After that, run /etc/init.d/voipmonitor start.
VOIPGUARD installation into SNIFFER
tar -xvf voipguard.tar.gz
cp -R voipguard/ /var/lib/
yum install -y python-pip
Voipguard installation is completed. The following will explain on how to configure VoipGuard on whmcs:
- Login as client
- Services>My services
- Under your Voipguard product click on 'view details'
- From here you will see the configuration page.You will need to add your voipguard database details (127.0.0.1 if local) and you will need to load your Mikrotik details. Make a backup of your Mikrotik before proceeding.
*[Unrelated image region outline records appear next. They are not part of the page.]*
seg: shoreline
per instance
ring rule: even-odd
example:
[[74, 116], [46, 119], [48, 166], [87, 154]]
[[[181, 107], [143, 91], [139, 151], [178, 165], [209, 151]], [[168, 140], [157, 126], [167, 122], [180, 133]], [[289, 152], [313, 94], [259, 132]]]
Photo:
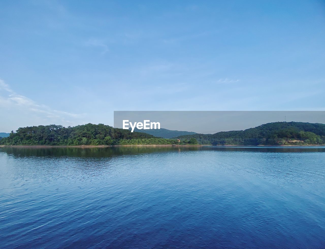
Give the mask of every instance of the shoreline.
[[312, 147], [316, 146], [324, 146], [325, 144], [310, 144], [308, 145], [238, 145], [225, 144], [213, 145], [211, 144], [193, 144], [193, 145], [177, 145], [177, 144], [134, 144], [124, 145], [0, 145], [0, 148], [11, 147], [20, 148], [105, 148], [111, 147], [201, 147], [202, 146], [216, 146], [218, 147], [266, 147], [268, 146], [276, 147]]

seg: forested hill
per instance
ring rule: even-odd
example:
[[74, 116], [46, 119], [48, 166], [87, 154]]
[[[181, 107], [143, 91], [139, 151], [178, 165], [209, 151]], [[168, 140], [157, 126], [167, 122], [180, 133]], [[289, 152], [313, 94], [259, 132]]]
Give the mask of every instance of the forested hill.
[[[131, 129], [131, 128], [130, 128]], [[144, 132], [150, 134], [150, 135], [162, 138], [175, 138], [178, 136], [184, 136], [185, 135], [192, 135], [196, 134], [195, 132], [190, 131], [176, 131], [168, 130], [167, 129], [161, 128], [160, 129], [147, 129], [146, 130], [139, 130], [136, 128], [134, 129], [134, 131], [138, 132]]]
[[132, 132], [103, 124], [88, 124], [67, 128], [51, 124], [20, 128], [0, 144], [31, 145], [111, 145], [171, 144], [175, 139], [159, 138], [147, 133]]
[[185, 142], [191, 138], [201, 144], [277, 145], [325, 144], [325, 124], [302, 122], [268, 123], [245, 130], [196, 134], [177, 138]]
[[0, 132], [0, 137], [6, 138], [9, 136], [10, 133], [6, 133], [5, 132]]

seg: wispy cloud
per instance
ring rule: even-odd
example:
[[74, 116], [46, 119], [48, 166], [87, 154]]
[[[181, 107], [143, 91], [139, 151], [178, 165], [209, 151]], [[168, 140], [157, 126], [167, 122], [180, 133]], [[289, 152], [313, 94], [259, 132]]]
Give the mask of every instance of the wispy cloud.
[[98, 47], [102, 50], [101, 54], [104, 55], [109, 51], [108, 46], [103, 40], [97, 39], [89, 39], [85, 43], [86, 46]]
[[10, 108], [10, 106], [18, 107], [25, 111], [31, 112], [47, 118], [49, 121], [63, 121], [72, 123], [71, 118], [82, 118], [85, 114], [77, 114], [51, 108], [45, 105], [39, 104], [34, 100], [15, 92], [9, 85], [0, 79], [0, 107]]
[[226, 79], [220, 79], [217, 82], [219, 84], [224, 83], [225, 84], [229, 84], [230, 83], [235, 83], [239, 81], [240, 81], [240, 80], [229, 79], [226, 78]]

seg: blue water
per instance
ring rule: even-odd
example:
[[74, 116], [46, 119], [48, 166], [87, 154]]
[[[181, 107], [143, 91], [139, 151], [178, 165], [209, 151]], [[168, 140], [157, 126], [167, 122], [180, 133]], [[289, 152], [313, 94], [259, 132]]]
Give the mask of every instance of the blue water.
[[0, 148], [2, 248], [325, 248], [325, 147]]

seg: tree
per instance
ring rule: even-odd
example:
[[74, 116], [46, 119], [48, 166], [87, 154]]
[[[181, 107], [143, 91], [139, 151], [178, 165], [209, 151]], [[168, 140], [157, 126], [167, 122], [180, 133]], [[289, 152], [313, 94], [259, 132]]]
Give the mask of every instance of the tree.
[[192, 144], [197, 144], [198, 140], [194, 138], [192, 138], [189, 139], [189, 142]]

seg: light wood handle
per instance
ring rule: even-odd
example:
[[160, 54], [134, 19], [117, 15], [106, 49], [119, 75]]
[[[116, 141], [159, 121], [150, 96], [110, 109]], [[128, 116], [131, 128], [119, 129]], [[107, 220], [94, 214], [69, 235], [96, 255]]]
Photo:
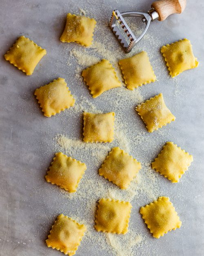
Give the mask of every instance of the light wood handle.
[[184, 11], [186, 0], [160, 0], [154, 2], [151, 5], [159, 15], [158, 20], [162, 21], [173, 14], [181, 14]]

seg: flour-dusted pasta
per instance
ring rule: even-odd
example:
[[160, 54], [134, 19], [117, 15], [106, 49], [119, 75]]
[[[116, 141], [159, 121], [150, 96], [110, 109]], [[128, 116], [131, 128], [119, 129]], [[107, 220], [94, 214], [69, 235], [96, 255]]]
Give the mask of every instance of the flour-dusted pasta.
[[75, 100], [64, 78], [59, 77], [36, 89], [35, 95], [44, 116], [50, 117], [74, 105]]
[[84, 140], [111, 142], [114, 139], [115, 113], [84, 113]]
[[95, 229], [97, 231], [126, 234], [128, 231], [131, 208], [129, 202], [100, 199], [96, 211]]
[[149, 132], [166, 125], [175, 119], [166, 105], [162, 93], [138, 105], [136, 110], [146, 124]]
[[172, 77], [198, 66], [199, 62], [193, 54], [191, 42], [186, 39], [162, 46], [161, 52]]
[[75, 192], [85, 171], [85, 163], [77, 161], [62, 152], [54, 157], [45, 179], [69, 192]]
[[141, 169], [141, 163], [118, 147], [114, 147], [106, 157], [99, 174], [122, 189], [127, 188]]
[[65, 28], [60, 37], [62, 42], [75, 42], [84, 46], [91, 44], [96, 22], [85, 16], [68, 14]]
[[86, 228], [63, 214], [58, 217], [46, 240], [48, 247], [69, 256], [74, 255], [80, 245]]
[[181, 226], [182, 222], [169, 197], [159, 197], [141, 207], [140, 213], [151, 233], [156, 238]]
[[146, 52], [119, 61], [127, 88], [133, 90], [156, 81], [156, 77]]
[[102, 59], [83, 70], [82, 76], [93, 98], [96, 98], [106, 91], [121, 86], [114, 69], [106, 59]]
[[7, 61], [24, 72], [27, 75], [30, 75], [46, 53], [46, 50], [23, 36], [16, 41], [4, 57]]
[[192, 156], [173, 142], [168, 142], [152, 163], [152, 166], [157, 172], [175, 183], [179, 181], [193, 161]]

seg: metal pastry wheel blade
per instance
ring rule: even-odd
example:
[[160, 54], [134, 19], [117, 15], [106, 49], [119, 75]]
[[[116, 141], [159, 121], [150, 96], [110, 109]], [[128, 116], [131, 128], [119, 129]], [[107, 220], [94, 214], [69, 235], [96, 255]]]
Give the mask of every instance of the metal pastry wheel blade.
[[[114, 10], [110, 21], [110, 27], [125, 52], [129, 52], [144, 36], [151, 21], [157, 19], [162, 21], [171, 14], [181, 13], [186, 5], [186, 0], [160, 0], [153, 3], [152, 8], [146, 13], [120, 13], [118, 10]], [[138, 37], [136, 38], [124, 20], [124, 18], [127, 17], [141, 17], [142, 21], [146, 24], [143, 32]]]

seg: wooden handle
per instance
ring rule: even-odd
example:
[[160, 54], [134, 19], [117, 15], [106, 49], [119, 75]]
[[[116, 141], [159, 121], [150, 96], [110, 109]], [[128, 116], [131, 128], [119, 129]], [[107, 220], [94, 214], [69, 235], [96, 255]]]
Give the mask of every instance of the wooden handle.
[[186, 0], [160, 0], [154, 2], [151, 5], [159, 15], [158, 20], [161, 21], [165, 20], [173, 14], [181, 14], [184, 11]]

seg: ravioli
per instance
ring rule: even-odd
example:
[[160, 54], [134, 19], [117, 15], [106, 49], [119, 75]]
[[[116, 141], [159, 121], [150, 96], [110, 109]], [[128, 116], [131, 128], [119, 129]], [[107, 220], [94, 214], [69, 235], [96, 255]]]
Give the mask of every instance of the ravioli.
[[191, 42], [186, 39], [164, 45], [161, 52], [172, 77], [198, 66], [199, 62], [193, 54]]
[[62, 152], [56, 153], [55, 155], [45, 176], [46, 180], [69, 192], [75, 192], [86, 170], [86, 164]]
[[141, 168], [139, 162], [116, 147], [113, 147], [106, 157], [99, 172], [122, 189], [126, 189]]
[[75, 254], [86, 230], [84, 225], [60, 214], [52, 227], [46, 243], [48, 247], [72, 256]]
[[60, 40], [63, 43], [74, 42], [89, 46], [92, 43], [96, 24], [94, 19], [67, 14], [65, 28]]
[[146, 125], [149, 132], [157, 130], [175, 119], [166, 105], [162, 93], [138, 105], [136, 110]]
[[4, 56], [7, 61], [9, 61], [18, 69], [24, 72], [27, 75], [31, 75], [46, 53], [46, 50], [23, 36], [16, 41]]
[[64, 78], [59, 77], [36, 89], [35, 95], [44, 116], [50, 117], [74, 105], [73, 98]]
[[146, 52], [119, 61], [127, 88], [133, 90], [156, 81], [156, 77]]
[[169, 197], [159, 197], [153, 203], [141, 207], [140, 213], [150, 232], [156, 238], [181, 226], [182, 222]]
[[152, 163], [152, 167], [172, 182], [176, 183], [179, 181], [193, 161], [192, 156], [173, 142], [168, 142]]
[[98, 231], [126, 234], [128, 231], [131, 208], [129, 202], [100, 199], [96, 212], [95, 229]]
[[111, 142], [114, 139], [115, 113], [84, 113], [84, 140]]
[[106, 91], [121, 86], [114, 69], [106, 59], [102, 59], [83, 70], [82, 76], [93, 98], [96, 98]]

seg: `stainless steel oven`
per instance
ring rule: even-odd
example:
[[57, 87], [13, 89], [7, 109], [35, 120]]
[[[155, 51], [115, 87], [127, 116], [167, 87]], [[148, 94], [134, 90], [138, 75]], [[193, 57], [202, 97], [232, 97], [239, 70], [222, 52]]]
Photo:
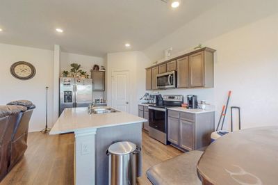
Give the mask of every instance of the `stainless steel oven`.
[[167, 145], [167, 114], [165, 108], [149, 106], [149, 135]]
[[176, 84], [176, 71], [156, 75], [156, 86], [158, 88], [174, 88], [177, 87]]

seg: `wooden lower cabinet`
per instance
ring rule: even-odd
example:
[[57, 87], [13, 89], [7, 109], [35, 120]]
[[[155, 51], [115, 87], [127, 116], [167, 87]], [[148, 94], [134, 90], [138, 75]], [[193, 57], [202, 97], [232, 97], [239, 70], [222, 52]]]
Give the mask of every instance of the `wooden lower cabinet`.
[[[146, 106], [138, 105], [138, 116], [149, 120], [149, 108]], [[149, 131], [149, 122], [142, 123], [142, 129]]]
[[146, 70], [146, 90], [152, 90], [152, 69]]
[[181, 150], [191, 151], [207, 146], [213, 131], [214, 112], [195, 114], [168, 111], [167, 140]]
[[179, 119], [168, 117], [168, 140], [176, 145], [179, 145]]
[[195, 139], [194, 122], [180, 120], [179, 146], [186, 150], [194, 150]]
[[[149, 112], [144, 111], [144, 118], [149, 120]], [[143, 125], [143, 129], [149, 131], [149, 122], [144, 122]]]
[[[144, 118], [144, 111], [139, 109], [138, 110], [138, 116], [140, 118]], [[142, 128], [143, 128], [143, 127], [144, 127], [144, 123], [142, 123]]]

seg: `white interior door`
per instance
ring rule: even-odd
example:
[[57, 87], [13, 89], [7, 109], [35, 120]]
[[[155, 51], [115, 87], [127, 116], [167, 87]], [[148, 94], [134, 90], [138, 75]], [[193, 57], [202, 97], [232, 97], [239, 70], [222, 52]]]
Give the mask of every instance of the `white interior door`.
[[129, 72], [114, 71], [112, 72], [112, 106], [129, 113], [130, 97]]

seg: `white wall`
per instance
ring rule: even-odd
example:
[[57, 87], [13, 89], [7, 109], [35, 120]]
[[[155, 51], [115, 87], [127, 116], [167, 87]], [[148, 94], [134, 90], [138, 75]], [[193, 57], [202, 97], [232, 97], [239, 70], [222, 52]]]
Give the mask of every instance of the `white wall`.
[[[49, 120], [52, 122], [53, 51], [35, 48], [0, 44], [0, 104], [15, 99], [32, 101], [36, 108], [33, 113], [30, 131], [42, 129], [45, 124], [45, 87], [49, 86]], [[27, 81], [13, 77], [10, 66], [17, 61], [26, 61], [36, 69], [35, 76]]]
[[[272, 13], [271, 10], [270, 8], [270, 13]], [[210, 20], [215, 13], [206, 13], [145, 51], [147, 55], [156, 61], [163, 58], [163, 49], [170, 47], [176, 49], [175, 54], [184, 53], [184, 51], [190, 50], [199, 42], [215, 49], [215, 88], [167, 90], [161, 92], [184, 95], [195, 94], [198, 95], [199, 100], [206, 99], [208, 103], [216, 106], [217, 122], [222, 106], [226, 102], [227, 92], [231, 90], [232, 95], [230, 105], [241, 107], [243, 128], [277, 125], [278, 87], [276, 84], [278, 80], [278, 14], [262, 16], [261, 19], [244, 26], [236, 26], [229, 31], [224, 31], [224, 33], [220, 33], [218, 36], [208, 34], [206, 37], [201, 37], [201, 39], [199, 37], [202, 33], [206, 34], [206, 31], [211, 33], [214, 31], [213, 26], [199, 33], [199, 27], [197, 26], [195, 27], [197, 29], [195, 32], [193, 31], [193, 27], [190, 33], [188, 33], [188, 26], [202, 25], [202, 19], [203, 22]], [[237, 18], [236, 12], [233, 13]], [[241, 13], [240, 14], [244, 15]], [[225, 14], [223, 13], [222, 15], [224, 16]], [[251, 15], [253, 15], [248, 16]], [[236, 19], [232, 21], [236, 22]], [[202, 25], [206, 27], [209, 23]], [[222, 23], [222, 21], [220, 21], [218, 24], [220, 25], [216, 24], [218, 29], [221, 29]], [[186, 42], [187, 40], [188, 42]], [[227, 118], [226, 122], [229, 123], [229, 111]]]
[[149, 60], [140, 51], [127, 51], [107, 55], [107, 100], [112, 105], [112, 72], [114, 70], [130, 72], [130, 113], [138, 115], [138, 99], [145, 94], [145, 71]]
After details are entered you may save the details and proceed to creating alerts.
- Realtime concurrent calls- Alert if the calls at that moment from a certain IP is more than the limit specified in the alert
- Change Register Country- If a sip account has a registration change to a foreign country.
- SIP PACKETS flood/ attack - A type of denial of service attack where multiple sip packets are sent to the server.
- SIP REGISTER flood/ attack - same as a packet flood except it would be a sort of dictonary attack where multiple usernames/passwords will be sent in the hopes that it will register to a weak account.
- ENSURE that you whitelist all your IP's in the INCLUDED ADDRESSES LIST or you might risk blocking yourself from the system.